1 Mayıs 2014 Perşembe

amerika

yozlaşmışlığın belli bir noktaya kadar beni büyülediğini itiraf etmek gerek. dünyayı, ahlakı, vicdanı ve kendi ruhunu dahi umursamadan yoluna devam edebilmekte, önüne çıkanları yıkarak, ezerek geçebilmekte bana mistik gelen bir cesaret var. distopyalardan bu kadar etkilenmemde de, onları aynı cesaretin kurumsallaşmış ve gücünü, ürkütücülüğünü artırmış boyutları olarak görmemin payı büyük. distopya, Huxley'nin Cesur Yeni Dünya'sı , Bradbury'nin Fahrenheit 451'i falan benim için yozlaşmanın devlet eliyle canavarlaşmasından ibaret bir anlamda, çok derin bir uçurumdan aşağı bakmak gibi, çok çirkin, çok üzücü ve çok iğrenç bir şeyden gözlerini alamamak gibi, insanı etkiliyor.
işte Amerika, benim için bu demekti. giderken de, gittikten sonra da. ahlakın, vicdanın ve tüm diğer insani değerlerin kendi simülasyonlarına dönüştüğü, iyi niyet maskesinin altında bir iyi niyet maskesi daha ve onun altında bir tane daha bulduğunuz, delirmiş bir yer.
hayatın filmlerdeki gibi olmadığı sorunu, '' güzelliği gerçeğe kurban eden '' pek çok yönetmenin bir numaralı problemlerinden biri herhalde.
oysa gittiğim andan itibaren Amerika'da, her şey, tam anlamıyla filmlerdeki gibiydi ve şimdi saçma sapan romantik komedileri izlerken dahi, içimden '' ulan ne kadar doğru '' diyorum. bütün o banliyö temizliği, sonsuz yemyeşil çimenler, düzenli yollar, gülümseyen, gülümseyen, gülümseyen insanlar ve batılılığın, özellikle amerikalılığın getirdiği kendin de dahil herkesten çok ama çok korkuyor olmanın dayanılmaz kibarlığı.

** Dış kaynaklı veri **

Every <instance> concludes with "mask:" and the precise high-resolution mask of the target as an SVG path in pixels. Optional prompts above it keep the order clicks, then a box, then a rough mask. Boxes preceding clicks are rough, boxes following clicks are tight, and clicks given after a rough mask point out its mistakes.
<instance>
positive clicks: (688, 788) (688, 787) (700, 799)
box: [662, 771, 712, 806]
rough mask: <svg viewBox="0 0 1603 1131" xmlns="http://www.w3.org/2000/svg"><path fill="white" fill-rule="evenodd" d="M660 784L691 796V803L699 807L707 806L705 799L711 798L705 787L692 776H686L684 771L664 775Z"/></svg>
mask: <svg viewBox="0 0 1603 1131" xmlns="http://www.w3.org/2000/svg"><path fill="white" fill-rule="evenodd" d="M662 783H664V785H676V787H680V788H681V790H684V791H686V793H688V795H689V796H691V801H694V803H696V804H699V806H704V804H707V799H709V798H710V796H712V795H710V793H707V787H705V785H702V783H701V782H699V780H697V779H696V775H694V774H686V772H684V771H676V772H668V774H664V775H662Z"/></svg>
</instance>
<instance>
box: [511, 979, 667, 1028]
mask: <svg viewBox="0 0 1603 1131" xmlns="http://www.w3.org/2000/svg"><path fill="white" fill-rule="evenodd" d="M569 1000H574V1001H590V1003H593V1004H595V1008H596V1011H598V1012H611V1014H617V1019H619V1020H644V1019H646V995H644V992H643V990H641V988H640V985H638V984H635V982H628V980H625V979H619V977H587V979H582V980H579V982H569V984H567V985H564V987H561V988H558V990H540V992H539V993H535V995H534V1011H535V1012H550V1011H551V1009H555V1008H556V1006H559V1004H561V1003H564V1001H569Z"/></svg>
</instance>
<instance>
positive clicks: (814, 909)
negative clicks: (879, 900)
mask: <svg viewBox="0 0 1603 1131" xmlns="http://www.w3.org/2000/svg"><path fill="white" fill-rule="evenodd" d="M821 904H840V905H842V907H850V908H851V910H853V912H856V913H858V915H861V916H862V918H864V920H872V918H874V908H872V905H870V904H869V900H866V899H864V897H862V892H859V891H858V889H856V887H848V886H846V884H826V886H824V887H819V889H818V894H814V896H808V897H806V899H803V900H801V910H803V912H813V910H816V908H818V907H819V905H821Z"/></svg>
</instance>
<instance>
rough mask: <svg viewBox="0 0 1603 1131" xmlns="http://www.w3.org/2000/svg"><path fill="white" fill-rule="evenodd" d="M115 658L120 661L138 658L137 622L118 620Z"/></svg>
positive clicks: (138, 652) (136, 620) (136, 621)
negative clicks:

bir restoranda kulak kabarttığım bir konuşma hatırlıyorum, iyi giyimli bir çocuk, karşısındaki televizyona bakarak, nike'ın onu neden etkilediğini anlatıyordu. Nike, güzel ayakkabılar yapan bir firma olmak haricinde, bir marka olarak, arkasında durduğu özgürlük kavramı olarak da var oluyormuş ve bu onun için çok mühimmiş. Önümdeki tabağa bakarak içimden sonsuz tekrarlarla '' buna nasıl inanabilirsin ki '' dediğimi hatırlıyorum, insan bir markanın sana '' Just do it '' diyen sloganına hakikaten, nasıl inanabilir?
sonsuz New York metrolarında, birbirine gülümseyen, inenlere öncelik tanıyan ve - tek kelime etmekten ölesiye korktuğu için biraz da - elindeki telefondan gözlerini kaldırmayan beyazları ve yine tıpkı filmlerin öğrettiği gibi, yüksek sesle, açık saçık konuşan zencileri hatırlıyorum.
ama beklentilerimi tam olarak karşılayan amerika, kaldığım süre boyunca birkaç çok güzel hafta hariç, kötü bir rüyadan fazlası olamadı. rüya diyorum, çünkü tıpkı rüyadaki gibi, karşımdaki insanla konuşurken bir türlü derdimi anlatamadığımı, onun bana önceden hazırlanmış cevaplardan başka hiçbir şey vermediğini hissettim hep. içtenliği bir türlü görememek beni onun yokluğuna ikna ediyordu, yalnızca orada da değil, bir kavram olarak.
döndükten sonra, dönmüş olma neşesinin yanında, kendimde bir çok şeyi yitirdiğimi ve bir anlamda o filmlerde gördüğüm insanlar gibi, daha az sinirli, daha az içten ve daha '' cool '' olduğumu hissettim uzun süre. lanet gibi.
bu gece, az evvel orada tanıştığım bir kadınla yaptığım bol bol '' oh great '' '' oh i would love to .. '' falan içeren konuşmanın ardından, bilgisayar masasının rahatsız koltuğunda oturup, beni bu kadar büyülemiş yozlaşmanın, sağır ve çok güzel bir kadın gibi, karşımda hiçbir şeyi anlamadan, gülümseyerek bakan mutsuzluk olduğunu düşündüm. annene bile rol yapıyor olma mutsuzluğu, nike'ı seviyor olma mutsuzluğu ve düzenli, yemyeşil çimlerin.